[SPARK-55600][PYTHON] Fix pandas to arrow loses row count when schema has 0 columns on classic#54382
Conversation
|
CC @devin-petersohn if you've got the time for a quick review would appreciate it, I don't really know the semantics of a 0 column dataframe. |
devin-petersohn
left a comment
There was a problem hiding this comment.
@Yicong-Huang Arrow batches keep pandas metadata around, would that be a better, more efficient way of keeping track of the original length?
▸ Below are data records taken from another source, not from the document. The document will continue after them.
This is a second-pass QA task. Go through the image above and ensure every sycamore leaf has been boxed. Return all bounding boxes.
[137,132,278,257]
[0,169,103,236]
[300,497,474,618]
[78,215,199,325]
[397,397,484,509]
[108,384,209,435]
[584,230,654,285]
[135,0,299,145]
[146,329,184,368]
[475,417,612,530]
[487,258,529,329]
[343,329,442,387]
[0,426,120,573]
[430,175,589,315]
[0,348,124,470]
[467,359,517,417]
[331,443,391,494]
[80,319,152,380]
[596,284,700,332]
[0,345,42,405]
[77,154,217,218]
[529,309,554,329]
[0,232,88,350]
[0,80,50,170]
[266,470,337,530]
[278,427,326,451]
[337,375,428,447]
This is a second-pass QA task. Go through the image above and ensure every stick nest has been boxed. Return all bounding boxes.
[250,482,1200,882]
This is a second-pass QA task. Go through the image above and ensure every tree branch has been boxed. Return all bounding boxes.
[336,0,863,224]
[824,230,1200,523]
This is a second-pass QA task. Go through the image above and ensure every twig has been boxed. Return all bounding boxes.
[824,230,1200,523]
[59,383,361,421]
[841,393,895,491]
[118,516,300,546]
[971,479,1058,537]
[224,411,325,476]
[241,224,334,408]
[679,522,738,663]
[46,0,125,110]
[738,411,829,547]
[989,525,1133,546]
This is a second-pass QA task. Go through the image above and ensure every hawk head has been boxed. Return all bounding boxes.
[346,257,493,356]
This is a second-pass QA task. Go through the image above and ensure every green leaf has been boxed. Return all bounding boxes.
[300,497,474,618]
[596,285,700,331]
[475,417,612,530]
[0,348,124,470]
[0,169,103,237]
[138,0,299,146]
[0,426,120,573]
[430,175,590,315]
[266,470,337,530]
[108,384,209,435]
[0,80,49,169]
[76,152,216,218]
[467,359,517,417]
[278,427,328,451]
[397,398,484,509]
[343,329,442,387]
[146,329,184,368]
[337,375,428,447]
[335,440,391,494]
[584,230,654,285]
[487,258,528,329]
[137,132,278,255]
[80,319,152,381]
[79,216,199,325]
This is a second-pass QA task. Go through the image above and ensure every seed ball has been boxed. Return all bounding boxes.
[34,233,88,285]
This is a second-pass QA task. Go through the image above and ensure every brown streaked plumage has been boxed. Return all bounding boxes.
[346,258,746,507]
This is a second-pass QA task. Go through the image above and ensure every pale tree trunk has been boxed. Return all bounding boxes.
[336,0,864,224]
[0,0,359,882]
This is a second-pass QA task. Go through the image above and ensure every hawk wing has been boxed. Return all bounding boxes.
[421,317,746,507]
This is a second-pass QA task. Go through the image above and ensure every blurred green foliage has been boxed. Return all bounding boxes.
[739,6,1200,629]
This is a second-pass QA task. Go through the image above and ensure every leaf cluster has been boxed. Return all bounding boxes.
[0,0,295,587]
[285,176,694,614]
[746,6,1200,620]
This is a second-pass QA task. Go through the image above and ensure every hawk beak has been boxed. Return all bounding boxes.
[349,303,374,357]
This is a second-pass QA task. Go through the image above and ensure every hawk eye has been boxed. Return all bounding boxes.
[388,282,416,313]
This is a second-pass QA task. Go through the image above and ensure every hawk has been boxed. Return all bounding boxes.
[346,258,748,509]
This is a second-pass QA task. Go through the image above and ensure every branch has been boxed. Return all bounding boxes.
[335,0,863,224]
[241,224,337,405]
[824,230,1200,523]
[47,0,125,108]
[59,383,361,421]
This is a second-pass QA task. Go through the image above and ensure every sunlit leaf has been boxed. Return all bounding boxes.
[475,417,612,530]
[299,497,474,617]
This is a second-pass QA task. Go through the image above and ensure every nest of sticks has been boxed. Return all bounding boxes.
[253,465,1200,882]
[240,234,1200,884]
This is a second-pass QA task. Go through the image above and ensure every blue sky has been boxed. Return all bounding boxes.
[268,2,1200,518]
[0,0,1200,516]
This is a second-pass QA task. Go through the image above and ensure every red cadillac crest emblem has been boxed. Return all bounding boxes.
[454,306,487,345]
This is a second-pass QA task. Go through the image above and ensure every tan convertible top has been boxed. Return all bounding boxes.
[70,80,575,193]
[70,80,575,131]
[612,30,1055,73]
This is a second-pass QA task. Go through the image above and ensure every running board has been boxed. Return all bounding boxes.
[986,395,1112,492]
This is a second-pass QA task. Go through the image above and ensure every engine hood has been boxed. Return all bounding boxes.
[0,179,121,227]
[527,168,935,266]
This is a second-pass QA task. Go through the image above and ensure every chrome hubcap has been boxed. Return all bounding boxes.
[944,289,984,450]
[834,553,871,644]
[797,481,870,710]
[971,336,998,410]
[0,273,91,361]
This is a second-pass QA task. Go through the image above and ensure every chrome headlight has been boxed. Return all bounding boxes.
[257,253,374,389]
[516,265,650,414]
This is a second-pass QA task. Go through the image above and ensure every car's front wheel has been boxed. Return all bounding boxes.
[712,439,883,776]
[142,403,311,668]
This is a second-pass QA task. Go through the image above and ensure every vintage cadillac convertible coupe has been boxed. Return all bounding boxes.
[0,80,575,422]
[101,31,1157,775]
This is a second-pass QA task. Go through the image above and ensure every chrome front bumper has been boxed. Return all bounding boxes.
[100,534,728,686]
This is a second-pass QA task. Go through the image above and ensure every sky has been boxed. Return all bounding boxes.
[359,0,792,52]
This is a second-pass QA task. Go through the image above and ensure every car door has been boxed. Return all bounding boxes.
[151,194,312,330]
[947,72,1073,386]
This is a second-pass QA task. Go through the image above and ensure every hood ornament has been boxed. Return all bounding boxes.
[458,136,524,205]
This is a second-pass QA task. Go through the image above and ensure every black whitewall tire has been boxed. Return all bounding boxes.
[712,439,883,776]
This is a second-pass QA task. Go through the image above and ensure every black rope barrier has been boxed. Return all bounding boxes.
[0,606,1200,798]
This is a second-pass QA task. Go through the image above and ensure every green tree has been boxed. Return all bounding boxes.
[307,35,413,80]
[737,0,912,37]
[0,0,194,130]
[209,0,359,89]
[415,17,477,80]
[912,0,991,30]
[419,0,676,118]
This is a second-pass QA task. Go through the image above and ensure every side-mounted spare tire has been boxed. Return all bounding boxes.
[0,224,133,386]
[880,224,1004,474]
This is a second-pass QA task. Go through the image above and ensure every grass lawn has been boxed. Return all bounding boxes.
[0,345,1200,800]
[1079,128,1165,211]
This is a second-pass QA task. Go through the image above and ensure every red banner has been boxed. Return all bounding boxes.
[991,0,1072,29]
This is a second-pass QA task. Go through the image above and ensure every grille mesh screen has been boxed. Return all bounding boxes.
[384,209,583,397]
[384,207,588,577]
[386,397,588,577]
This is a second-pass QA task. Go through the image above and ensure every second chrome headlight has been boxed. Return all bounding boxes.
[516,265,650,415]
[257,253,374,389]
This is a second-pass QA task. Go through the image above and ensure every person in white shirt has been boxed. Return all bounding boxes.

In [3]: pa.RecordBatch.from_pandas(pd.DataFrame(index=range(5))).schema.pandas_metadata
Out[3]:
{'index_columns': [{'kind': 'range',
'name': None,
'start': 0,
'stop': 5,
'step': 1}],
'column_indexes': [{'name': None,
'field_name': None,
'pandas_type': 'int64',
'numpy_type': 'int64',
'metadata': None}],
'columns': [],
'creator': {'library': 'pyarrow', 'version': '18.1.0'},
'pandas_version': '2.2.3'}
Thanks @devin-petersohn for the suggestion. I tested locally indeed for this edge case, using metadata would be much more efficient. changes pushed. |
devin-petersohn
left a comment
There was a problem hiding this comment.
Thanks for the changes, LGTM
634bdda to
af89044
Compare
|
cc @ueshin |
| # Handle the 0-column case separately to preserve row count. | ||
| # pa.RecordBatch.from_pandas preserves num_rows via pandas index metadata. | ||
| if len(pdf.columns) == 0: | ||
| arrow_batches = [pa.RecordBatch.from_pandas(pdf_slice) for pdf_slice in pdf_slices] |
There was a problem hiding this comment.
If this works more efficiently, shall we also use this in the similar parts, like:
spark/python/pyspark/sql/connect/session.py
Line 626 in 1e31b77
spark/python/pyspark/sql/conversion.py
Line 289 in 1e31b77
It can be in a separate PR, though.
There was a problem hiding this comment.
thanks. Let's address them with a separate PR, since this one is for a bug fix.
|
Thanks! merging to master. |
What changes were proposed in this pull request?
This PR fixes the row count loss issue when creating a Spark DataFrame from a pandas DataFrame with 0 columns in classic.
The issue occurs due to PyArrow limitations when creating RecordBatches or Tables with 0 columns - row count information is lost.
Why are the changes needed?
Before this fix:
After this fix:
Does this PR introduce any user-facing change?
Yes. Creating a DataFrame from a pandas DataFrame with 0 columns now correctly preserves the row count in Classic Spark.
How was this patch tested?
Added unit test
test_from_pandas_dataframe_with_zero_columnsintest_creation.pythat tests both Arrow-enabled and Arrow-disabled paths.Was this patch authored or co-authored using generative AI tooling?
No